Bela Dubois
Alguns anos após a explosão...
— Tia May, por que só podemos ir no postinho? Eu vi um monte de coisa da janela. Quero ir naquele chospin. — Reclamo outra vez. Não aguento mais ficar em casa o tempo todo.
Minha tia ri.
— Você quer dizer shopping?
— É.
— Seu pai não gosta que você saia. Mas fique tranquila que isso vai mudar quando você for para a escolinha semana que vem.
Pulo na cama, empolgada. Meus cabelos balançam para cima e para baixo.
— Vou brincar com outras crianças.
— Vai.
— Vou aprender a ler igual a tia.
— Vai sim.
— Semana que vem tá demorando. — Caio sentada no colchão.
— Paciência, querida. Tudo tem o tempo certo de ser.
Não vejo por que tenho que esperar.
Faço bico e fico emburrada, até tia May pegar o livro de contos de fadas. É sua arma secreta para me deixar feliz.
Me deito ao lado dela e fico enrolando seu cabelo em meus dedos enquanto ela lê vários, até que acabo dormindo.
*
No dia seguinte, papai também não vem para casa e nem nos próximos. Ele passa tanto tempo longe de casa que acho que qualquer dia vou esquecer o seu rosto ou sua voz. Sinto falta dele, do seu beijo de boa noite gasturento por causa da barba, do seu cheiro de pai.
Ele diz que trabalha muito para eu ter uma vida de princesa. Deve ser verdade.
Nunca vi dias mais longos. Mas finalmente aqui estou. Minha tia providenciou o uniforme da escolinha. A blusinha é amarela, minha cor favorita. E a calça é preta. Nada é perfeito. Ou eu usaria uma calça amarela.

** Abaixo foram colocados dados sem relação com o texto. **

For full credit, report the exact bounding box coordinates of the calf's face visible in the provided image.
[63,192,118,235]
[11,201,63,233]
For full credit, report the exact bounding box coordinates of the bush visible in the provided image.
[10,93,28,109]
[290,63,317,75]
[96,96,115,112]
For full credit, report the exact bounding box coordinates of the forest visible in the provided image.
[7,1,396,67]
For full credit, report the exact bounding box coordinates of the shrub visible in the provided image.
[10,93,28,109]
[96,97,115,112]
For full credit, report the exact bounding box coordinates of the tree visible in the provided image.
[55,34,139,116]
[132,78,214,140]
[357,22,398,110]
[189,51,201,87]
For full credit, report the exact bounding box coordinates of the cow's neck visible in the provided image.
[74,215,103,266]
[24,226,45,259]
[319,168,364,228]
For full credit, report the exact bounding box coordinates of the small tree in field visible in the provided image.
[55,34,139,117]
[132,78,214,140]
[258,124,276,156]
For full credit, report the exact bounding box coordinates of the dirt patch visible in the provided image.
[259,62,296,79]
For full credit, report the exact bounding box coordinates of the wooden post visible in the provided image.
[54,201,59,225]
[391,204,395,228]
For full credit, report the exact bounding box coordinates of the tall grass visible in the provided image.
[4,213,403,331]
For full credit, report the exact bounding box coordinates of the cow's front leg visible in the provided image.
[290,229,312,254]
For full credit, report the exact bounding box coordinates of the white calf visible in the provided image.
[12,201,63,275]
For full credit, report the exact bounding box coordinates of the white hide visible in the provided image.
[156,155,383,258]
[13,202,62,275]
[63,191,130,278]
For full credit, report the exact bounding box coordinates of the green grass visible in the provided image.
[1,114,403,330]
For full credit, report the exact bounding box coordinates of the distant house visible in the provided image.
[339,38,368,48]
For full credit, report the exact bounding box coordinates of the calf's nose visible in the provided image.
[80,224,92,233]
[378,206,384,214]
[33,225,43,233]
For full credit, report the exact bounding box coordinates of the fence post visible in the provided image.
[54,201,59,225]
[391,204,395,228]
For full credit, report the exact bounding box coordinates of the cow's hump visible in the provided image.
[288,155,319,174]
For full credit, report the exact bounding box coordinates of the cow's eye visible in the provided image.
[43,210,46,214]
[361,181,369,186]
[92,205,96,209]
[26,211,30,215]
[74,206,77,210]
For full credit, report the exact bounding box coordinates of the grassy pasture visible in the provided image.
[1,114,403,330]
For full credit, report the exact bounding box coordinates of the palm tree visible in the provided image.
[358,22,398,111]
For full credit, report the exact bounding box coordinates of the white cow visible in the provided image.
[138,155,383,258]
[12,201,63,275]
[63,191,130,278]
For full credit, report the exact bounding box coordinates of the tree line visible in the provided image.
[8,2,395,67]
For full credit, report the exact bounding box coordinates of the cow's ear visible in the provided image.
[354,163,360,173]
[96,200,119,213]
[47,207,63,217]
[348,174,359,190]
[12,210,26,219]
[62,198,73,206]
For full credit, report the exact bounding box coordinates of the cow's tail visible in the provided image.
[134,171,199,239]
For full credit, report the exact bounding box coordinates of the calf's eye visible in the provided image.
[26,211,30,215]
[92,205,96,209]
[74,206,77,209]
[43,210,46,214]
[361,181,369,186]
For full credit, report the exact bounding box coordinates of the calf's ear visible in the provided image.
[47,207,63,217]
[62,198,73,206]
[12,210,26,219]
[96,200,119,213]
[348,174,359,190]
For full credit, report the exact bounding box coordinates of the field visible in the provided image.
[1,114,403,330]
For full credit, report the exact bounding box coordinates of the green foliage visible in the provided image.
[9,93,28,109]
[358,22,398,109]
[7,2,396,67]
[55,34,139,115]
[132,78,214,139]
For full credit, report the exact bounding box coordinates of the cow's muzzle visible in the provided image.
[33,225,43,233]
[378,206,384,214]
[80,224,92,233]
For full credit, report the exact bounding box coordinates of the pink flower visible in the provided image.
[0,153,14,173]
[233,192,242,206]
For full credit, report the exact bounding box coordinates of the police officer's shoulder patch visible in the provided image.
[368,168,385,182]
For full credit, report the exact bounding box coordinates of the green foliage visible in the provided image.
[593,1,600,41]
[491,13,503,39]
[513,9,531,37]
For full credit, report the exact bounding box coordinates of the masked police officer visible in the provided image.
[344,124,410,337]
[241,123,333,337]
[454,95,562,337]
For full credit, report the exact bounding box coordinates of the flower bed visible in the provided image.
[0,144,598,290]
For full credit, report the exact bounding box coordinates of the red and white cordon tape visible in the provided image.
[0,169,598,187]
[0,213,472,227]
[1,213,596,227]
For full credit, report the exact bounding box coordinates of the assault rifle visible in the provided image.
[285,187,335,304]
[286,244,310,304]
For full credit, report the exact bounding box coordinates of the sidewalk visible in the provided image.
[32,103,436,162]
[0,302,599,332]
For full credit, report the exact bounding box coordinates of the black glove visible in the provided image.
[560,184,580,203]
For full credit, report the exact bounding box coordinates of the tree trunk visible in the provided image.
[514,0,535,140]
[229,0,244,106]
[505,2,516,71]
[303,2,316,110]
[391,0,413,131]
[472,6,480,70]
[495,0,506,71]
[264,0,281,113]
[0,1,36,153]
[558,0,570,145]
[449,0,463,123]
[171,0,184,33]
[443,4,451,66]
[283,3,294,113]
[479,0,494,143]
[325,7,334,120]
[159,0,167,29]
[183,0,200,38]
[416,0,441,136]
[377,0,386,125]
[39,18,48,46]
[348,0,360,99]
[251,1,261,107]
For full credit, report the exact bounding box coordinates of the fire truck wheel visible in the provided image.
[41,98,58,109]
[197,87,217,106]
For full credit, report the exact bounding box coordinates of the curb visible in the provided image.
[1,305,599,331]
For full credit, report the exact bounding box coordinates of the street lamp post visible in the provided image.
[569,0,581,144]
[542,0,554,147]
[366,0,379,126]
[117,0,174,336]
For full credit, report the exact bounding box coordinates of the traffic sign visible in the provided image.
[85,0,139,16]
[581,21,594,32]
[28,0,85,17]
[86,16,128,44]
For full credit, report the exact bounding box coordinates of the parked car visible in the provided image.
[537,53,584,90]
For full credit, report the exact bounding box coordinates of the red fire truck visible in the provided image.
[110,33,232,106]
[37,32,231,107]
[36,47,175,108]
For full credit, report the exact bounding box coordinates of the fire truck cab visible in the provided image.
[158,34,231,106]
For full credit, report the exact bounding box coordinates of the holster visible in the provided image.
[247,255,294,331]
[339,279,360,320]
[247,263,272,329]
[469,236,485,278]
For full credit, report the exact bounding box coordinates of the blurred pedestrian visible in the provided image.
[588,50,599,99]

— Você vai descer com a mochila? — minha tia pergunta ao me ver colocar a mochila com desenhos da princesa que me deu seu nome.
— Sim. Coloco ela na cadeira ao meu lado.
Ela balança os ombros. Sabe que ninguém vai me fazer mudar de ideia.
Quando chegamos na cozinha, uma surpresa.
— Papai! — digo empolgada e corro para abraçá-lo.
Ele me abraça de volta e bagunça meu cabelo do jeito que sempre faz quando nos encontramos.
— Senti saudades.
— Eu também, querida. Que mochila é essa?
— Escolinha — respondo o obvio.
Ele me segura pelo ombro e encara meus olhos. Está tão sério.
— Você não vai a escola. Sua professora virá em casa.
Nem sei o que dizer enquanto olho a cara do meu pai. Ele deve estar brincando.
— Mas... — começo, mas paro ai. Não sei o que falar. Me afasto dele.
— Você disse que ela começaria estudar hoje. Foi até a uma escola. — Minha tia diz, está indignada. Mas não tanto quanto eu.
— Ela vai começar a estudar hoje, mas em casa. Fui até a escola conversar e pedir indicação de professores que fazem esse tipo de serviço.
— Cunhado...
— Está decidido. Bela estará mais segura em casa.
— Segura de que? — pela primeira vez ouço minha tia gritar. Eu fico calada ouvindo os dois discutirem.
— Você não precisa fazer parte da vida da minha filha. Se estiver incomodada com a forma como faço as coisas, está livre pra ir embora.
Corro e agarro as pernas da minha tia.
— Não vai embora, tia.
— Eu não vou, querida.
*
Mais alguns anos depois...
Foi mentira, minha tia mentiu. Ela foi embora com um homem que roubou seu coração. E eu me tornei uma prisioneira, saindo apenas para coisas essenciais.
Estudei tudo em casa. Meus únicos momentos de fuga estão nos livros, por isso passo quase todo tempo entre eles.
Depois que fiz dezoito anos pensei em fugir de casa, mas meu pai ficou doente. E continuou ficando doente toda vez que eu tentava.
Por sorte papai contratou alguém para ficar comigo, Cinderela, minha melhor amiga.
Mas agora ela se foi. Dei a ela a liberdade que talvez eu nunca alcance.
Por mais que doa a saudade, fico feliz por ela, e fico feliz também em não ter que me casar com um desconhecido por uma dívida que ouço desde sempre.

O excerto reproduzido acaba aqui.